For the past decade, foreign and domestic analysts of Russia’s economy have fretted over capital flight. Numerous analysts, for example, in the Bank of Finland Institute for Economies in Transition, have tried to quantify capital flight. The presence of large capital flight is presumed to reflect a poor investment climate in Russia. It is also said to be a contributing factor of Russia’s long-run contraction. Investing in villas on the Mediterranean cannot finance investments in industry that are required to increase productivity and output.

Shortly after the August 17, 1998, default and devaluation, the Central Bank of Russia imposed a 75% repatriation rule on export revenues. Exporters were required to repatriate 75% of their overseas earnings and sell them for rubles on the domestic market. We discussed this process at length in “The 100% Repatriation Rule: An Option for Russia.”

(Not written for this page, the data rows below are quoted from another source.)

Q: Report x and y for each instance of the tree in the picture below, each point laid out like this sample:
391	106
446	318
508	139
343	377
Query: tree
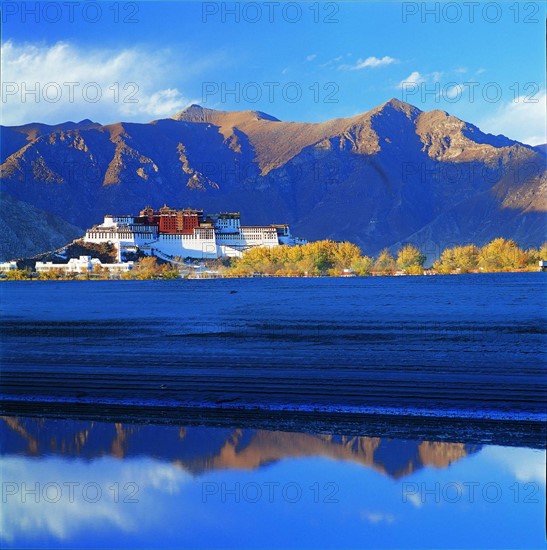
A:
501	255
363	265
409	258
385	263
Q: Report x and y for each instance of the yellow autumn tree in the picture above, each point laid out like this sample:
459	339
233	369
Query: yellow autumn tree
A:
410	260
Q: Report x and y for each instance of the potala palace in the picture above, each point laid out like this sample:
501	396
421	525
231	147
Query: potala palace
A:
168	233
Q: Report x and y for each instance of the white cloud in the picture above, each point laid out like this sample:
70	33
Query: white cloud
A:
369	63
63	511
526	465
413	78
63	82
377	517
523	119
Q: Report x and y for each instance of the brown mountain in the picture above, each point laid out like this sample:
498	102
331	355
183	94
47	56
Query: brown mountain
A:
26	230
394	174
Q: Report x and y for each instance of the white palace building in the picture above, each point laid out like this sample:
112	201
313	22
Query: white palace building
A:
168	233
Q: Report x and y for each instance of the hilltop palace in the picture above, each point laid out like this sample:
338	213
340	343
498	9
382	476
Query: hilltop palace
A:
168	233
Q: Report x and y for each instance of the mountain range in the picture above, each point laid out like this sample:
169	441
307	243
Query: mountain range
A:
392	175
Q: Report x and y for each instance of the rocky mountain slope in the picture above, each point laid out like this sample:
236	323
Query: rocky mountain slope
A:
394	174
26	230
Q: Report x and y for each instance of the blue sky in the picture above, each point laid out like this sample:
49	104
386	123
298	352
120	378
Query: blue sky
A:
483	62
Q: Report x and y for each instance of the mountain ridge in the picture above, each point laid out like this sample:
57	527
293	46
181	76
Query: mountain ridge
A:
377	178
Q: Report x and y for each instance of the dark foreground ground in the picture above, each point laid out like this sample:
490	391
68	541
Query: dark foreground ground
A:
428	357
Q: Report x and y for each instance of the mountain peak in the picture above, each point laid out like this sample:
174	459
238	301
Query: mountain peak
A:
395	104
197	113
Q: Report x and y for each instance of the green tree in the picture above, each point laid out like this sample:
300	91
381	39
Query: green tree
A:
409	258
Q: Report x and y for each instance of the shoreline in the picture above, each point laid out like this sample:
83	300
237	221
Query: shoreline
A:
506	432
265	276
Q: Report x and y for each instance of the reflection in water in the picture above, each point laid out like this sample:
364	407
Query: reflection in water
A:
200	449
72	483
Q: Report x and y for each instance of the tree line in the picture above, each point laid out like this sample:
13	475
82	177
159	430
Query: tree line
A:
338	258
331	258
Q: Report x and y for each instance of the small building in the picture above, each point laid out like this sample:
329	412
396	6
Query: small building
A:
8	266
83	264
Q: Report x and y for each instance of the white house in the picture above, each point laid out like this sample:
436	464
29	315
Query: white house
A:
83	264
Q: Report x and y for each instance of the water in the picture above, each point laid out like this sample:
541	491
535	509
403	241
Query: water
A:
281	413
105	485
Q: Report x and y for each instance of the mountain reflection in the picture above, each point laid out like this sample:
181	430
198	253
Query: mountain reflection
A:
203	449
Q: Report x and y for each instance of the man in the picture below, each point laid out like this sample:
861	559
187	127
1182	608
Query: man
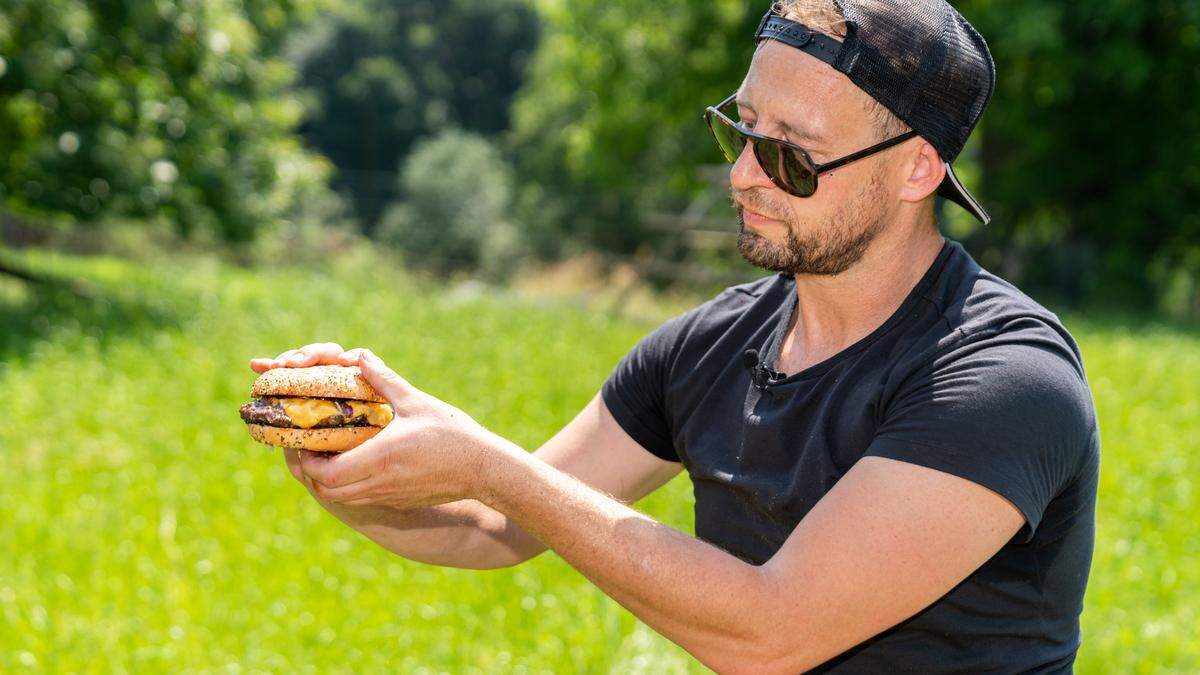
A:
894	453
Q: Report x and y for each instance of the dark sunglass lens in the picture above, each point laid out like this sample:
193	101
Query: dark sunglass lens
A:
727	138
785	168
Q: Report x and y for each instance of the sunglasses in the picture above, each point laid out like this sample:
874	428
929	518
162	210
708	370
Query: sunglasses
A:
787	165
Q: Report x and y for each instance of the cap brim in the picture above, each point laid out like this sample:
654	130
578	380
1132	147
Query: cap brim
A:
953	190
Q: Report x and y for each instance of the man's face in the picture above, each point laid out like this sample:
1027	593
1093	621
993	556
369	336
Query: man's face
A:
791	95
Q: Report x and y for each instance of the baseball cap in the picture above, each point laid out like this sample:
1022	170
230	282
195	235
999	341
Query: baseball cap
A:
919	59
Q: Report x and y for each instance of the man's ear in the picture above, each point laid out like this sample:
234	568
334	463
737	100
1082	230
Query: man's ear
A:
925	173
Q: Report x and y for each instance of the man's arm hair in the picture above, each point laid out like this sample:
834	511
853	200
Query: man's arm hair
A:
592	448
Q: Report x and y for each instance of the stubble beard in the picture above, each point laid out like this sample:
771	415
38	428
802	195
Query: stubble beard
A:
828	250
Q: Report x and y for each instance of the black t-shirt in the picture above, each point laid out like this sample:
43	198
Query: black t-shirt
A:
969	376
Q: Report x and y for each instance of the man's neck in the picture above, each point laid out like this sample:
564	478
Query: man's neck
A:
833	312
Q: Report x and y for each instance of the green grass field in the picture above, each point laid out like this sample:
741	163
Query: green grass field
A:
144	531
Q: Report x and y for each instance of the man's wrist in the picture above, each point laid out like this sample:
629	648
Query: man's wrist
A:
499	471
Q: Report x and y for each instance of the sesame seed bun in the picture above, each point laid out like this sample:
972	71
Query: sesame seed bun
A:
336	440
318	381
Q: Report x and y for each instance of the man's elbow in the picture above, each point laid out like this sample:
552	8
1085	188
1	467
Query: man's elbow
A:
767	655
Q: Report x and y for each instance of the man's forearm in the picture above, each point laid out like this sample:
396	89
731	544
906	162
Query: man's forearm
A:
467	535
694	593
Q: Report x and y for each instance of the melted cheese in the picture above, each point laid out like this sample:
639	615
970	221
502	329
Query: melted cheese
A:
307	413
377	414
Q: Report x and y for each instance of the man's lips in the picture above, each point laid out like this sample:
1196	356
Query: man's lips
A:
755	217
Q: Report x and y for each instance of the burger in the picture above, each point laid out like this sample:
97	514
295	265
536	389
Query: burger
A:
324	408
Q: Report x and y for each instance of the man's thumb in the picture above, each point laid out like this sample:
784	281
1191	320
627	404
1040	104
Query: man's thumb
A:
385	381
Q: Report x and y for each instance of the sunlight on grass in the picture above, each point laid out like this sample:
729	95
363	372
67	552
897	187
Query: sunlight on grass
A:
145	531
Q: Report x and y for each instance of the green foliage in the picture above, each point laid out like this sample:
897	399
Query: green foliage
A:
145	530
379	75
456	209
1090	145
1086	155
153	109
610	123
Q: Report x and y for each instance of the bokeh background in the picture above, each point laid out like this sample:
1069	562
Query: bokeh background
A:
499	197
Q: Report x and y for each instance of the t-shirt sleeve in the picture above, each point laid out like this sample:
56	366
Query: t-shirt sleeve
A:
635	392
1012	414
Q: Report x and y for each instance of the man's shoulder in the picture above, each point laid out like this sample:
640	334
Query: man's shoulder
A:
976	304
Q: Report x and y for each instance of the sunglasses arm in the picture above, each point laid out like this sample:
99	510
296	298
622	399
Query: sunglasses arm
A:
868	151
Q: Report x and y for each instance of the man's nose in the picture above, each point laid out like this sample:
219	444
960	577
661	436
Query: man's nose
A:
748	173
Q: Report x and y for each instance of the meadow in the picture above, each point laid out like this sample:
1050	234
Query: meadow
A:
144	531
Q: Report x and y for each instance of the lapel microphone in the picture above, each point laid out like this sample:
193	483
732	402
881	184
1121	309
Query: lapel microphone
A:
760	375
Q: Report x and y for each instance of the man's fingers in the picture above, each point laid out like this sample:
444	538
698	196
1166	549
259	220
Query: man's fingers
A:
317	353
293	461
385	381
340	470
352	357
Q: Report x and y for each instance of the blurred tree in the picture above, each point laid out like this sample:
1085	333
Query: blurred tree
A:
1090	148
610	125
1087	151
382	73
456	208
127	108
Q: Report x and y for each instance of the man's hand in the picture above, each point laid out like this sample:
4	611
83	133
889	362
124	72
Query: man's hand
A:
430	454
468	533
318	353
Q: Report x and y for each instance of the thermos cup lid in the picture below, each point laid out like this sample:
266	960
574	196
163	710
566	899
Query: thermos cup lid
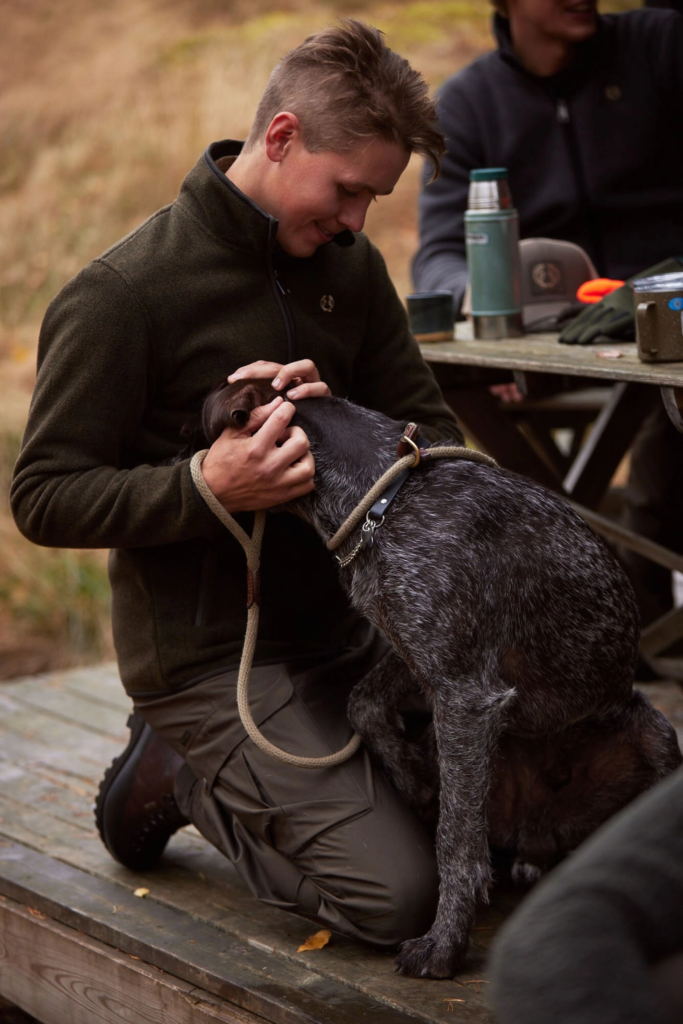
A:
659	283
488	174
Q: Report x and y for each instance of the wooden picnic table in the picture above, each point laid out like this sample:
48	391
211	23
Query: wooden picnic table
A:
567	386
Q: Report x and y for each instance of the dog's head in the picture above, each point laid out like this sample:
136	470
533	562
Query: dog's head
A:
231	404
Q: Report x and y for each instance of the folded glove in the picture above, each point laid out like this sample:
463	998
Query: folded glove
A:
613	316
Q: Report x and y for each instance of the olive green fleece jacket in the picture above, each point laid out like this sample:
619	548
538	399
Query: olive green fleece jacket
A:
128	350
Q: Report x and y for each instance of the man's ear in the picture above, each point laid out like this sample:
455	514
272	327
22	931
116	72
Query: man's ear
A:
284	129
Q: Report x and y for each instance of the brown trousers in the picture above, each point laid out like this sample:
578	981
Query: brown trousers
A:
336	845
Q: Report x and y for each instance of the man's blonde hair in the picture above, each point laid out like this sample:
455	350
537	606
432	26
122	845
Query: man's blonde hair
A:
344	84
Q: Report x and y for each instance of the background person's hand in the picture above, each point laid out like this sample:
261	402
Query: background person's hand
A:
265	463
302	375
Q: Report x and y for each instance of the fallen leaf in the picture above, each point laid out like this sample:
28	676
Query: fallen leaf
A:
474	981
315	941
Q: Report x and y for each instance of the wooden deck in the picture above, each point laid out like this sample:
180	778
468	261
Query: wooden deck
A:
77	946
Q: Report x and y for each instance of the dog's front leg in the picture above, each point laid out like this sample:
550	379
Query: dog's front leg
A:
468	721
374	712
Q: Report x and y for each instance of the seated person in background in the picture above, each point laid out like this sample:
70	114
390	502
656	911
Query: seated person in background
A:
260	257
581	109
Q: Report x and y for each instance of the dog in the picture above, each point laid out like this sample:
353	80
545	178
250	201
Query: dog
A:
518	626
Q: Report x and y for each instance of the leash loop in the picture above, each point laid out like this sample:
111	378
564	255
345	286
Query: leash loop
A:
252	549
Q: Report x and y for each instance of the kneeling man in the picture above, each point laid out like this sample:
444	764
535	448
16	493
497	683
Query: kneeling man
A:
258	268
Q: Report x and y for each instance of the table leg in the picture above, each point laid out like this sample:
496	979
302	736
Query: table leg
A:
494	431
608	441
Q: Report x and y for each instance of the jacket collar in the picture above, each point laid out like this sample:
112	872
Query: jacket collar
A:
590	54
225	211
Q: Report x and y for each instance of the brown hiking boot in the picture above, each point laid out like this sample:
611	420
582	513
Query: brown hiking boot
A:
135	809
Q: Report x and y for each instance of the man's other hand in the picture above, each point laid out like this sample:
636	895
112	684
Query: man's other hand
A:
265	463
302	375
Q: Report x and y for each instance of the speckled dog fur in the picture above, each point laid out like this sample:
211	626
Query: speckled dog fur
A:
520	629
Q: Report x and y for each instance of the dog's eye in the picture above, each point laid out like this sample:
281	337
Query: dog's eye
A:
240	417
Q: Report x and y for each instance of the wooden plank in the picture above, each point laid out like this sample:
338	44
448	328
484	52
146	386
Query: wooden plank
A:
196	881
663	633
53	698
543	353
61	976
648	549
191	950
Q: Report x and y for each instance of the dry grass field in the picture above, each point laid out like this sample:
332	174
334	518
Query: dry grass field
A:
103	108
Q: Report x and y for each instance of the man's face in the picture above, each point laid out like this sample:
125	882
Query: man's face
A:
314	196
565	20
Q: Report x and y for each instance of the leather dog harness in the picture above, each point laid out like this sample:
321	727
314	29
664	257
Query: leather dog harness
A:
373	507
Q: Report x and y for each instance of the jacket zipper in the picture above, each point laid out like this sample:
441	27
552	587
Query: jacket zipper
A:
281	296
563	117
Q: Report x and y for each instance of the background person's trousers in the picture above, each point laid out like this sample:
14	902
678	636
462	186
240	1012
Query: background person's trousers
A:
335	845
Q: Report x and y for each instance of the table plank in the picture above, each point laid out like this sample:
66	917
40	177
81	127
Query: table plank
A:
543	353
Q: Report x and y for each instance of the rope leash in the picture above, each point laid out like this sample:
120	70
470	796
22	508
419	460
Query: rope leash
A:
252	549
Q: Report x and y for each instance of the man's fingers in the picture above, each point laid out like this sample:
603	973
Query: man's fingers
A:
260	414
261	369
271	429
317	390
305	370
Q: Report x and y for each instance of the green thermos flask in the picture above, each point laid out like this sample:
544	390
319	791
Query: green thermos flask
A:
492	238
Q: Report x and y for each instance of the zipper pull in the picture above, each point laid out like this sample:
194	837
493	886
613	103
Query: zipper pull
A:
562	112
280	284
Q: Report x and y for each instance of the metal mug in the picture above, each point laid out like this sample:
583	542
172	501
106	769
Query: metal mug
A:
659	317
430	315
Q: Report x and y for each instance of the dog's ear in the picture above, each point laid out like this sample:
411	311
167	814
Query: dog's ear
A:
231	404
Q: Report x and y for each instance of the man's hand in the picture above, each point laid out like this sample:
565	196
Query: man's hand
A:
302	374
264	464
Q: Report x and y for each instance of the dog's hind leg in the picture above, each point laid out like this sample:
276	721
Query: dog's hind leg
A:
469	718
375	712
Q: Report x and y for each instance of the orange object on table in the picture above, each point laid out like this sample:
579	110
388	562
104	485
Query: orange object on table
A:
593	291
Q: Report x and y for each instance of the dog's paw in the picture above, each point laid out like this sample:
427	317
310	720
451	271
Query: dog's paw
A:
426	957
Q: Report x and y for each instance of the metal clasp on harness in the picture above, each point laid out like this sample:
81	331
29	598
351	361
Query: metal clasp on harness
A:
367	539
411	443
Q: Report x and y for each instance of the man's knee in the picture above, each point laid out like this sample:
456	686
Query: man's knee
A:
401	902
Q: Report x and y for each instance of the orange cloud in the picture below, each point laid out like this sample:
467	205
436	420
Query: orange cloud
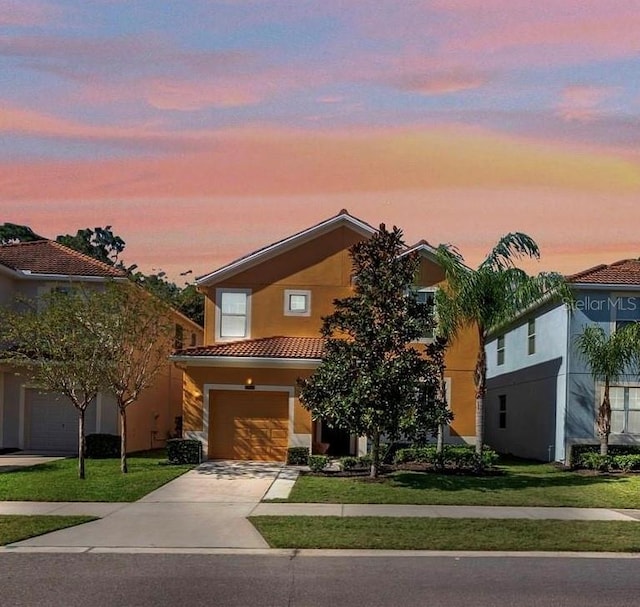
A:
265	162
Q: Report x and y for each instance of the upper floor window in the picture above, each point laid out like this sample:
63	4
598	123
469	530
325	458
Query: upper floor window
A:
178	340
500	350
625	409
502	411
234	313
297	302
427	296
531	336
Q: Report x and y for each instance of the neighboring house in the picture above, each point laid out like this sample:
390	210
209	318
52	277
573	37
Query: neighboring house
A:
541	395
31	418
263	314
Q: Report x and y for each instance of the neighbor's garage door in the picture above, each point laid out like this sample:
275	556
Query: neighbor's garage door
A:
53	421
248	425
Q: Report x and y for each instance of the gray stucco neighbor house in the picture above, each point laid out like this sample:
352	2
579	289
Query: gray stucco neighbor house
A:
541	397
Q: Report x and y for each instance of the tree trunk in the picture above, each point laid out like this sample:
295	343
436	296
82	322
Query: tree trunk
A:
375	455
123	440
604	420
81	444
440	439
480	380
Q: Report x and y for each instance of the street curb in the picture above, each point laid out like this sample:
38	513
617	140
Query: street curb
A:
294	553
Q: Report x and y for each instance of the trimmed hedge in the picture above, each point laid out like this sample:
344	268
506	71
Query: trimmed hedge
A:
102	446
354	463
577	452
452	457
184	451
608	463
298	456
318	463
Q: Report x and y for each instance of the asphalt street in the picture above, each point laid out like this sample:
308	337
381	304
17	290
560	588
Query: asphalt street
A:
132	580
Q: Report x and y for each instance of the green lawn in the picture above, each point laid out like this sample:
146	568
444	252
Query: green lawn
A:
522	484
58	481
447	534
15	528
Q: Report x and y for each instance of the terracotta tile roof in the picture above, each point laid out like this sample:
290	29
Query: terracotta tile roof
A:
265	347
623	272
274	247
49	257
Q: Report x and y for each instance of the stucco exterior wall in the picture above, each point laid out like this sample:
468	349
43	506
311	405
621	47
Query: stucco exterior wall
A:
321	266
535	387
600	308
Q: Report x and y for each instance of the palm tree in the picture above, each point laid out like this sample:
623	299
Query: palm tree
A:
608	357
489	297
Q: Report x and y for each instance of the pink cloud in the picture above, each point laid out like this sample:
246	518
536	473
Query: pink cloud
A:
279	162
441	83
26	13
187	96
583	103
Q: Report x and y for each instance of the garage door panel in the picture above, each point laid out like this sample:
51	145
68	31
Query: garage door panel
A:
251	426
53	421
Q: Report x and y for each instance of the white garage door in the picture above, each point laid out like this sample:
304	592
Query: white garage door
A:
53	421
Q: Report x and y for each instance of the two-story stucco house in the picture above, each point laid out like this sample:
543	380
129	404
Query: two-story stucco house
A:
541	395
31	418
262	332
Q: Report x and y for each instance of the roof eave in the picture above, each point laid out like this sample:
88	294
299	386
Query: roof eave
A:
28	275
246	361
283	246
612	286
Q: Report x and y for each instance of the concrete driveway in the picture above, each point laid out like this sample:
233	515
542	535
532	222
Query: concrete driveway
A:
204	508
24	459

Despite concerns about capital flight and its presumed harmful effects, the Central Bank’s 75% repatriation policy is not popular. Critics fall into two camps. The first is opposed on ideological grounds. Financial liberalization, free movement of capital, is a standard view of the International Monetary Fund, other international financial institutions, the U.S. Treasury, and numerous scholars in think tanks and universities. Their Russian counterparts, who have read Western textbooks or studied in the West, agree that reducing or eliminating exchange controls on capital account transactions are a hallmark of a market economy. To the extent that the Central Bank restricts these transactions, Russia is seen to lag the West.

The second camp is opposed to the 75% repatriation rule on pragmatic grounds. Its members, who include bankers, owners and managers of exporting enterprises, lawyers, and investment analysts, argue that it is easy to circumvent capital controls, and, that as a matter of fact, the rule is only partly effective. Accordingly, they maintain, why not simply adjust policy with reality.

Before addressing these points, it is important to clarify some aspects of capital flight. Capital flight is both external and internal. It is external when exporters leave foreign currency earnings abroad. It is internal when Russian households buy dollars and stuff them in cookie jars and mattresses or use them as the medium of exchange. It is also internal when the Central Bank buys dollars and holds them as reserves. In every case, this portion of export revenues is not available to finance consumption or investment.

The absence of exchange controls on both current and capital account transactions is standard policy in Western market economies. Member nations of the OECD largely comply with this approach.

Proponents of relaxing or removing the Central Bank’s 75% repatriation rule argue that it is incompatible with Russia’s transition to a market economy. The flaw in this argument is that Russia has not evolved into a market economy. Rather, it has devolved into what we call Enterprise Network Socialism. We explained this phenomenon in Chapter 1 of From Predation to Prosperity: Breaking Up Enterprise Network Socialism in Russia. The enterprise network inherited from Soviet central planning effectively seized control of fiscal and monetary policy. During 1991–1998, the government was unable to enforce tax remittance. The Central Bank, during 1991–1995, was unable to control monetary policy or defend the ruble and, in 1998 again unable to defend the ruble.

Under enterprise network socialism, the 75% rule enables the government to more effectively enforce tax remittance. The repatriation rule increases internal cash flow, which, in turn, eases the payment jam, reduces the issue of excess invoices, facilitates payments, and thus fuels economic growth; and simultaneously reduces payroll and tax arrears. With the 75% rule, the Central Bank gains greater control over monetary policy and acquires reserves to maintain a stable exchange rate of the ruble. See our previous comment, “Is Financial Liberalization Good for Russia?

If the Russian government were willing and able to directly tax natural resource exporting enterprises, there would be no need for the 75% repatriation rule. But it has been unwilling and unable to do so. Before the 75% rule was imposed, the enterprise network determined the effective rate of tax it would pay.

Opponents of the 75% rule in the ideological camp thus misapply a policy suitable to market economies. Russia has yet to become a market economy. It will do so only after a proper policy set has been put in place.

Opponents of the 75% rule in the pragmatic policy camp misunderstand capital flight. Once the dollars have returned to Russia and been exchanged for rubles, any household or enterprise can buy dollars with rubles. Whether these dollars are stuffed in mattresses or shipped overseas through circuitous means is irrelevant. What matters is that the rubles ease the payment jam. Of course, it would be still better if the dollars could be invested in productive activity, but this requires a real banking system along the lines we set forth in Fixing Russia’s Banks, and making the dollar a legal tender along with the ruble. (On the latter point, see “It’s the Dollar”)

If and when Russia becomes a market economy and the government can directly tax resource exporting firms, the 75% rule will no longer be necessary. If the rule is prematurely abandoned, we can expect a rise in the issue of excess invoices and a rise of tax and payroll arrears and consequential defaults. Should world market prices for oil further decline and remain low, keeping the rule becomes even more important.